Volpi é destaque na Cultura
Da Redação
Considerado um dos maiores coloristas da pintura brasileira, Alfredo Volpi é o homenageado de hoje no 30 Anos Incríveis, exibido às 22h30, pela TV Cultura. O programa é uma reedição inédita de imagens exibidas anteriormente na televisão. Também inédita é a entrevista gravada pelo apresentador Gastão Moreira com o crítico de artes plásticas Olívio Tavares.
Volpi morreu em 1988, aos 92 anos, e o conjunto de suas obras ainda é reconhecido como um dos mais marcantes do movimento artístico do Brasil. Dono de um estilo inconfundível, Alfredo Volpi encarava a arte e a vida como uma coisa só.
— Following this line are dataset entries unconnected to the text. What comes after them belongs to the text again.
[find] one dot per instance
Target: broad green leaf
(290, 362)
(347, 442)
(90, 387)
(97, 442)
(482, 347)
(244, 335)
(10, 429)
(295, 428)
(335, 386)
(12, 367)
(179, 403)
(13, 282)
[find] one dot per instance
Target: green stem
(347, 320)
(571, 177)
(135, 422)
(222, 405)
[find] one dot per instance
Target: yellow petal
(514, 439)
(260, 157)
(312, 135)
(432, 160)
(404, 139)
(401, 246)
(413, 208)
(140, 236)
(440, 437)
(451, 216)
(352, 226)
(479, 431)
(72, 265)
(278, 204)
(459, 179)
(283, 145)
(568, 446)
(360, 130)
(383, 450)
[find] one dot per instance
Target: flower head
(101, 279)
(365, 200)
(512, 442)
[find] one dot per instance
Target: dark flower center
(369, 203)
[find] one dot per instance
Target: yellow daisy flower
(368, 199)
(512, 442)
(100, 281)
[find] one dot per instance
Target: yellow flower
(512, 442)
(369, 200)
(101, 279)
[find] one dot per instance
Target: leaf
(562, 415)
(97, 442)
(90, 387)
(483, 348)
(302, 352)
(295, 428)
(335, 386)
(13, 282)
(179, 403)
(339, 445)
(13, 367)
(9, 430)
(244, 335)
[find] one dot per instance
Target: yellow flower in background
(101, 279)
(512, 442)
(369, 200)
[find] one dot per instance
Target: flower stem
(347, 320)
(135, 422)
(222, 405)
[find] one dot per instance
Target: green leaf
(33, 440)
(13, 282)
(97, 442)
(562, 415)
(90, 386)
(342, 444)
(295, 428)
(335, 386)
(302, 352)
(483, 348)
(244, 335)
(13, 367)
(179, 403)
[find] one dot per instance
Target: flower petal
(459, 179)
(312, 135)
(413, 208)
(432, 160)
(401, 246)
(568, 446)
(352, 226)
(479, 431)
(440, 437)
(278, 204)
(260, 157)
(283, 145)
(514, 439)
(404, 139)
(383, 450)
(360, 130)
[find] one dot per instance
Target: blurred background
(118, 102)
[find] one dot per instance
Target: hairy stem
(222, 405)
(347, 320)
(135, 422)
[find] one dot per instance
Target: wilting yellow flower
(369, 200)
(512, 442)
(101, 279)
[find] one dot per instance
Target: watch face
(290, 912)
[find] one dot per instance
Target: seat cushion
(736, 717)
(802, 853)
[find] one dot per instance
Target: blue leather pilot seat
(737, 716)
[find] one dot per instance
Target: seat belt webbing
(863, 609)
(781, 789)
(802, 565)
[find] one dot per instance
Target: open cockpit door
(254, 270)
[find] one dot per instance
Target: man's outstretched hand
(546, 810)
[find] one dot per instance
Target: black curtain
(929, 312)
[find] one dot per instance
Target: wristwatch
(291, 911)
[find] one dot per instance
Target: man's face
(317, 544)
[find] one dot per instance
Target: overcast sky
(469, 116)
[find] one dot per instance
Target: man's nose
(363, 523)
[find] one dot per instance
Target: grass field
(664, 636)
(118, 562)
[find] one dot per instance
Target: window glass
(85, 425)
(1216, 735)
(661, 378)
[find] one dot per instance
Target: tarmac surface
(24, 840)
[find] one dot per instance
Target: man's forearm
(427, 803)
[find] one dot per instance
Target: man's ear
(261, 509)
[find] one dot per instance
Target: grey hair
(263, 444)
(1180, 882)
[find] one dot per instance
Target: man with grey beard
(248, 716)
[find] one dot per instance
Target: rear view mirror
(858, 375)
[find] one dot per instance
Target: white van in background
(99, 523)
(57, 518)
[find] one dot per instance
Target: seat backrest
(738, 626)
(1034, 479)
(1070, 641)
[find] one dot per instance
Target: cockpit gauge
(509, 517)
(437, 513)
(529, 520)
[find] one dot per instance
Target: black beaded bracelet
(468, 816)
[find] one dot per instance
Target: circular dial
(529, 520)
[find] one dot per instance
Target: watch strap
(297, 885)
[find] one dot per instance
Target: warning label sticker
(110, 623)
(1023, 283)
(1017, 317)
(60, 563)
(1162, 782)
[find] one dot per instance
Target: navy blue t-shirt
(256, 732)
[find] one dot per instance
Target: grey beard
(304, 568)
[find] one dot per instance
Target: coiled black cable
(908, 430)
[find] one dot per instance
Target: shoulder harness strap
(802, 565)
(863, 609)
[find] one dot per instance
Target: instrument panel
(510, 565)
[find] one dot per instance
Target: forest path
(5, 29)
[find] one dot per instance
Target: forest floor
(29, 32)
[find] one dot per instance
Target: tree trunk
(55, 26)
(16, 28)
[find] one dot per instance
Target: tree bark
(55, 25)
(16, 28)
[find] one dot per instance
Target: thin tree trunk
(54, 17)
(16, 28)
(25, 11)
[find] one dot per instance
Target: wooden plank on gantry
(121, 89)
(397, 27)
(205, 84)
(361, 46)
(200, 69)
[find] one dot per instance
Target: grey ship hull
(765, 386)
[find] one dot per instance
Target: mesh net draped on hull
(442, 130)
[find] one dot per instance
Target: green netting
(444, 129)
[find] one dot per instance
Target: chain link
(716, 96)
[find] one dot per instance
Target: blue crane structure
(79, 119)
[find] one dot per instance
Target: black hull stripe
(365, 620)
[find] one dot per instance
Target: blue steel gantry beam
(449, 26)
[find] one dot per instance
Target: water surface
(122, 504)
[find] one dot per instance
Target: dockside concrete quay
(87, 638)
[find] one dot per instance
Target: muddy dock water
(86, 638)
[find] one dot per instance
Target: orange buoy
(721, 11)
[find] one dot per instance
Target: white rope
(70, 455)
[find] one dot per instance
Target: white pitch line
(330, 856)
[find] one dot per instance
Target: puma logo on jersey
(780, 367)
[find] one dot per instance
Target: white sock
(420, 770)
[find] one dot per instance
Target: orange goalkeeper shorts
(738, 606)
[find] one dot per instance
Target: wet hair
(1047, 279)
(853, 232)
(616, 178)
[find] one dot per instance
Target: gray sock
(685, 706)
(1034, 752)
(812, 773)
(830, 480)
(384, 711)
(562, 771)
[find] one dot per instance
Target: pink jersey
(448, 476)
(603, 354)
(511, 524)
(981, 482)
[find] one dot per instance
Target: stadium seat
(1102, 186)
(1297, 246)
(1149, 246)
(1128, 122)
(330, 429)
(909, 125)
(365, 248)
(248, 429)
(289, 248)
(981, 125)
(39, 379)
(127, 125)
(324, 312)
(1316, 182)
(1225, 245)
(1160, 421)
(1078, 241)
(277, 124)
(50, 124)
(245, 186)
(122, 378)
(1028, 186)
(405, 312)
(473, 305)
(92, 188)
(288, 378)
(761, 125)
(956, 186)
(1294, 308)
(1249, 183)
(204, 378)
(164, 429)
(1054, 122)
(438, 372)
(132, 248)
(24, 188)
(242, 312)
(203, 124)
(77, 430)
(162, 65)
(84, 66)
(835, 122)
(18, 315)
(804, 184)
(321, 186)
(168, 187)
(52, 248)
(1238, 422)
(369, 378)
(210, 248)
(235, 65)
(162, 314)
Uma unidade indivisível.
A edição especial apresentada pela Cultura reúne imagens e depoimentos do artista gravados na década de 70, momentos históricos da sua trajetória. Nascido na Itália, Volpi viveu quase 90 anos no Brasil. Sua primeira exposição, uma coletiva, aconteceu na década de 20. Volpi passou a figurar no Salão Paulista de Belas Artes, em 1934, e no Salão de Belas Artes do Rio, em 1943. A primeira individual, porém, veio somente em 1944, aos 48 anos de idade e quase 30 de pintura. Ele somente conseguiu viver de sua arte a partir da década de 50.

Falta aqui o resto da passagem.